Hong Kong journalists express concern over China's new security law imposed on city
Hong Kong: Hong Kong journalists have expressed concern over unintentionally violating the new national security law which China has imposed on the city.
The Hong Kong Journalist Association (HKJA) published its annual report – titled “Freedom In Danger” – and even voiced its concerns about the law which the body feels will undermine press freedom in Hong Kong.
“The national security law poses particular challenges to media organizations and journalists; press freedom is on the verge of crisis,” HKJA chairperson Chris Yeung was quoted as saying by Hong Kong Free Press.
A “chilling effect” was observed soon after the law was implemented, Yeung said. “Various shops and restaurants had their protest slogans or signs removed. The press always bears the brunt … it is expected that self-censorship will be more serious than ever.”
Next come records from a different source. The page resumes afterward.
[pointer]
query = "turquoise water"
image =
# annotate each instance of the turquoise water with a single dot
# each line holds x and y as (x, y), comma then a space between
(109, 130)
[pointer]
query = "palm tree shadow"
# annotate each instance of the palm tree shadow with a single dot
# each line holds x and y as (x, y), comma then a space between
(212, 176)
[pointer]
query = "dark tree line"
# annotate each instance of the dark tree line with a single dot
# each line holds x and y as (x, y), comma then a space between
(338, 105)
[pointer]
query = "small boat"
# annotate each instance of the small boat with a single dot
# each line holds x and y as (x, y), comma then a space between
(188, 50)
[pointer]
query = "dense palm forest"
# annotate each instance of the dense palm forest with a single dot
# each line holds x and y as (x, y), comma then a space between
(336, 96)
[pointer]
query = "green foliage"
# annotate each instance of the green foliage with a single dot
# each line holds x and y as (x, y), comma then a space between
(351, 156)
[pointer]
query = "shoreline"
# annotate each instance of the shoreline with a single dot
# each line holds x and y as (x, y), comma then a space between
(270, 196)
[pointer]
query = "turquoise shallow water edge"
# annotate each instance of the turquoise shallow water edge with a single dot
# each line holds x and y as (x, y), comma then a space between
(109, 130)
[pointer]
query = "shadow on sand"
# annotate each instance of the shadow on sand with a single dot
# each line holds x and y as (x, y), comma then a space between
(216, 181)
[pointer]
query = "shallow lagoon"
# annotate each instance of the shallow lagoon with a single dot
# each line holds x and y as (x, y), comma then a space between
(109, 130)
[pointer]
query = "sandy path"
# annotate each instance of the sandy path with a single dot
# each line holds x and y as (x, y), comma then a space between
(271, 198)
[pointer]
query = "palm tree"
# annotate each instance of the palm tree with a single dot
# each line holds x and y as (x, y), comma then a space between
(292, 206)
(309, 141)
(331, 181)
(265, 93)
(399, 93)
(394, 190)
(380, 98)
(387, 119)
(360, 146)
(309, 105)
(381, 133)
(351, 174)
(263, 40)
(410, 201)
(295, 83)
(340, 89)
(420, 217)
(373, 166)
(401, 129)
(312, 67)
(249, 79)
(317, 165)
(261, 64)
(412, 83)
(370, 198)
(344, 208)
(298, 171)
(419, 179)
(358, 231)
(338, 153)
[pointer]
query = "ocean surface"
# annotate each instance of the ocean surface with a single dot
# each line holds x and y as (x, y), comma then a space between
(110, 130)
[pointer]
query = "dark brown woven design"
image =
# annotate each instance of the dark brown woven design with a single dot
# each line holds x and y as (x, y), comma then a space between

On June 24, Hong Kong’s Foreign Correspondents’ Club (FCC) sent an open letter to Chief Executive Carrie Lam, urgently seeking clarification regarding the potential impact of the national security law on the city’s media, including foreign correspondents, and the broader implications for press freedom, reported the newspaper.
“We expressed our concern that the new law will curtail the ability of journalists to report freely about Hong Kong and mainland China, as is our right under Article 27 of the Basic Law,” it said.
On June 29, the government replied to the FCC but did not address any of the requests, nor did it specifically mention upholding press freedom. The FCC sent another open letter to Lam asking the government to guarantee that “journalists will not face legal risk for criticizing the central and Hong Kong governments or their officials, or for quoting government critics.”
The FCC also asked the government to guarantee that “citizens must be free to speak to journalists without fearing for their safety or risking legal action” while “no topic will be off limits or taboo for journalists, including sensitive political issues.”
On Tuesday, Lam was asked about whether the government would provide such a guarantee.
“If the FCC or all reporters in Hong Kong can give me a 100% guarantee that they will not commit any offences under this piece of national legislation, then I can do the same,” Lam was quoted as saying by the newspaper.